ARASYNEWS.COM – Ruas jalan yang menghubungkan kota Padang – Solok di provinsi Sumatera Barat (Sumbar) akan dilakukan penutupan selama tiga hari, mulai tanggal 21-23 Juli 2025.

Adapun penutupan ini dilakukan untuk memudahkan para pekerja melakukan pemeliharaan dan perbaikan serta pengukuran dan penandaan di badan jalan pada jalan Panorama I.

Ini, kata Project Manager Pembangunan Flyover Panorama I (Sitinjau Lauik 1) dari HK-HKI KSO, Ir Kd Wahyudi Saputra ST MH, sehubungan dengan akan dilakukannya rencana pembangunan flyover Sitinjau Lauik.

“Penutupan dilakukan dengan sistem buka tutup untuk arus lalu lintas dan mobilitas kendaraan dan orang,” kata Wahyudi Saputra, dikutip dalam surat resmi yang ditujukan kepada Ditlantas Polda Sumatera Barat, tertanggal 18 Juli 2025.

Adapun, penutupan total akses jalan ini diberlakukan untuk kendaraan diatas roda empat. Dan buka tutup diberlakukan untuk kendaraan roda dua, tiga, dan empat.

“Langkah ini (penutupan) diambil untuk keselamatan pengguna jalan serta kelancaran pelaksanaan proyek,” kata dia.

“Kegiatan ini merupakan bagian dari proyek strategis nasional pembangunan Flyover Sitinjau Lauik,” ungkapnya.

Sementara itu, petugas dari kepolisian Polda Sumbar akan ditempatkan di beberapa titik lokasi guna mengatur lalu lintas serta menyediakan rambu-rambu peringatan sesuai dengan ketentuan yang berlaku.

Diungkapkannya, lokasi pengerjaan adalah pada Tanjakan Panorama I, yang merupakan salah satu titik krusial di jalur Padang–Solok yang dikenal rawan kecelakaan.

Diketahui, dalam surat itu, ditandatangani Ir. Kd. Wahyudi Saputra, S.T., M.H., selaku Project Manager Proyek Pembangunan Flyover Panorama I (Sitinjau Lauik 1) tertanggal 18 Juli 2025.

Tembusan surat turut disampaikan kepada Hutama Panorama Sitinjau Lauik (HPSL), dan PPK 2.1 Provinsi Sumatera Barat.

Lebih lanjut, ia menyarankan, pengguna jalan jalur ini untuk menghindari antrian dan kemacetan, diimbau untuk memperhatikan jadwal dan pengaturan ini demi keselamatan bersama.

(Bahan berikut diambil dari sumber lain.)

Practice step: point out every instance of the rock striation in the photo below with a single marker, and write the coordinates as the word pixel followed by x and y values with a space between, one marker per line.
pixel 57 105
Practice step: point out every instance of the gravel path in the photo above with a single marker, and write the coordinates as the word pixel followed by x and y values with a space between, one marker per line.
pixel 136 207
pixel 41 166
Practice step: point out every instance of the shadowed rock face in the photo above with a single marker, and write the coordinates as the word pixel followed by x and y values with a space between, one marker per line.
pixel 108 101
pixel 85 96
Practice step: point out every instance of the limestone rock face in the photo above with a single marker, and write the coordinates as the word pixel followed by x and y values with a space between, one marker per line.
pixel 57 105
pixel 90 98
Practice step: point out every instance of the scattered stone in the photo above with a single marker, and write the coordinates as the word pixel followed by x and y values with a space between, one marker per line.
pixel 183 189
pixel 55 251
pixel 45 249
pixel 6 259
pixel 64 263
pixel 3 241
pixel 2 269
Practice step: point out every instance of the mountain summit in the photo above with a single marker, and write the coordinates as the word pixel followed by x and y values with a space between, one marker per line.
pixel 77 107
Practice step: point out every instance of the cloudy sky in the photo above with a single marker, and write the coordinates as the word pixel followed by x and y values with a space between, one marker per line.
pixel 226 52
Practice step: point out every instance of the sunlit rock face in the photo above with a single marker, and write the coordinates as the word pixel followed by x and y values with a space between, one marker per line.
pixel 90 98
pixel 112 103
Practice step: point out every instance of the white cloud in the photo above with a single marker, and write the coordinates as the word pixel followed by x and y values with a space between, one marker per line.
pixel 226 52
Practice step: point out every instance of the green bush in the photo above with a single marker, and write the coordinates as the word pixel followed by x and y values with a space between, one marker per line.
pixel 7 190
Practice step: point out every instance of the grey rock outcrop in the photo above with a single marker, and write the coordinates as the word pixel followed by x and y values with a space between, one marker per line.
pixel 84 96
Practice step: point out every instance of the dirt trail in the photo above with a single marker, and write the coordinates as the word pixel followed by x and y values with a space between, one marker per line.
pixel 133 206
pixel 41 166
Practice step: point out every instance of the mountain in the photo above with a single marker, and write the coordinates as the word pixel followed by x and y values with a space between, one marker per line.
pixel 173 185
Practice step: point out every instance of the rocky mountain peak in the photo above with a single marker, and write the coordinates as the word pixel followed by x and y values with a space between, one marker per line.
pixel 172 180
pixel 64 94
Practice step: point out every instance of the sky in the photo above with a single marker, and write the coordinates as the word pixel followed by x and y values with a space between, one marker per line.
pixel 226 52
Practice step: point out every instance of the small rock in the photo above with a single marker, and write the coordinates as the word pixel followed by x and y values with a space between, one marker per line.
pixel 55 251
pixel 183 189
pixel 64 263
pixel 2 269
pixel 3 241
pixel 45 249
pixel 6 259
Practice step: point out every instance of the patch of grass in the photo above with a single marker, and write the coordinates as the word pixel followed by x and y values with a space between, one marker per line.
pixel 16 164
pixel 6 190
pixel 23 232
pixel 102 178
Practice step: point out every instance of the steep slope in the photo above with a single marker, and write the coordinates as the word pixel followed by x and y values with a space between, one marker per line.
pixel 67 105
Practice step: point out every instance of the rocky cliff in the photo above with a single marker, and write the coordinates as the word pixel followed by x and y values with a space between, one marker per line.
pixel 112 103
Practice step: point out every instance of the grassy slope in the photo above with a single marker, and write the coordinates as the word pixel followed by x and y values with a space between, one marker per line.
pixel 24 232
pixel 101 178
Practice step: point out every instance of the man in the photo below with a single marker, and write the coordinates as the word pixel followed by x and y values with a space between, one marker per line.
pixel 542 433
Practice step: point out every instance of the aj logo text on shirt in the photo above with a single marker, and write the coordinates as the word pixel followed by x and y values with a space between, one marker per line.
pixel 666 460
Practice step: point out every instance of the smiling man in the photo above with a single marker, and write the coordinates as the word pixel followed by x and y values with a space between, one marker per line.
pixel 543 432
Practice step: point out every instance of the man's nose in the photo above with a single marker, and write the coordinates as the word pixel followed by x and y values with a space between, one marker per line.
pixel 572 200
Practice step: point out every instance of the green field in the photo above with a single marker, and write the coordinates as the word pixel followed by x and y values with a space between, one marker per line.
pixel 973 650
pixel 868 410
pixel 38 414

“Kami tempatkan petugas pengatur lalu lintas serta rambu-rambu peringatan sesuai standar yang berlaku. Harapannya masyarakat dapat bersabar demi kepentingan bersama ke depan,” terang Wahyudi Saputra.

Sebelumnya, sejumlah pekerja terlihat telah berada di lokasi dengan mengenakan alat keselamatan dan rompi bertuliskan “Flyover Panorama 1 Sitinjau Lauik”.

Beberapa diantaranya terlihat melakukan pengukuran dan penandaan serta pengecekan struktur jalan di badan jalan yang akan ditutup total.

Diketahui, kegiatan ini merupakan tahap awal persiapan rencana pembangunan flyover Sitinjau Lauik. Dan proyek ini dijadwalkan akan dimulai pada tahun 2026.

Pembangunan flyover Sitinjau Lauik ini dilakukan untuk mengurangi permasalahan lalu lintas di ruas jalan yang ekstrem di kawasan Sitinjau Lauik.

Ditlantas Polda Sumbar

Disisi lain, Ditlantas Polda Sumbar melalui Direktur Ditlantas Polda Sumbar, Kombes HM Reza C.A.S., SIK,SH,MH, menanggapi tentang penutupan ruas jalur tersebut. Adapun surat yang diterbitkan HK tersebut belum disetujui (ACC) oleh Polda Sumbar dan akan dibahas secara bersama dengan instansi dan dinas terkait lainnya untuk batas waktu yang tidak ditentukan.